When I first encountered adjunctions (a few months ago), they were explained in terms of "an isomorphism between sets", so the whole functor thing was swept under a rug.

Nick Smith (Jul 25 2021 at 00:44):

Anyway, thank you for the clarifications. I'll continue studying these things. I really do appreciate being able to get help from experts. This Zulip is magical!

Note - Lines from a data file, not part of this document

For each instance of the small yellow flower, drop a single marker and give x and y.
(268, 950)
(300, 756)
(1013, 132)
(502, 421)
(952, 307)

John Baez (Jul 25 2021 at 15:42):

Nick Smith said:

John Baez said:

[...] the functor

$\mathrm{hom} : C^{\rm op} \times C \to \mathrm{Set}$

which any category $C$ has. You need to know this functor to know what it means when people say

$L$ and $R$ are adjoint functors if there's a natural isomorphism $\mathrm{hom}(La,b) \cong \mathrm{hom}(a,Rb)$

After all, you can't know what it means for this isomorphism to be natural until you know how $\mathrm{hom}$ is a functor - including what it does to morphisms!

When I first encountered adjunctions (a few months ago), they were explained in terms of "an isomorphism between sets", so the whole functor thing was swept under a rug.

It's good to think about why merely having an isomorphism of sets

$\mathrm{hom}(La,b) \cong \mathrm{hom}(a,Rb)$

is not enough for $L$ and $R$ to be adjoint functors. It really needs to be a natural isomorphism. Without naturality a lot of things go wrong when you try to actually use adjoint functors.

But to even state the naturality condition we need to explain how $\mathrm{hom}(L-,-)$ and $\mathrm{hom}(-,R-)$ are functors. And for that we need to explain how $\mathrm{hom}(-,-)$ is a functor. So we need to understand what it does to morphisms.

John Baez (Jul 25 2021 at 15:46):

A while back Jade and I were trying to construct the right adjoint to a functor $L$ , and we found a functor $R$ and an isomorphism of sets

$\mathrm{hom}(La,b) \cong \mathrm{hom}(a,Rb)$

So we thought we had found the right adjoint! But it turned out this isomorphism wasn't natural! So we had found the wrong adjoint.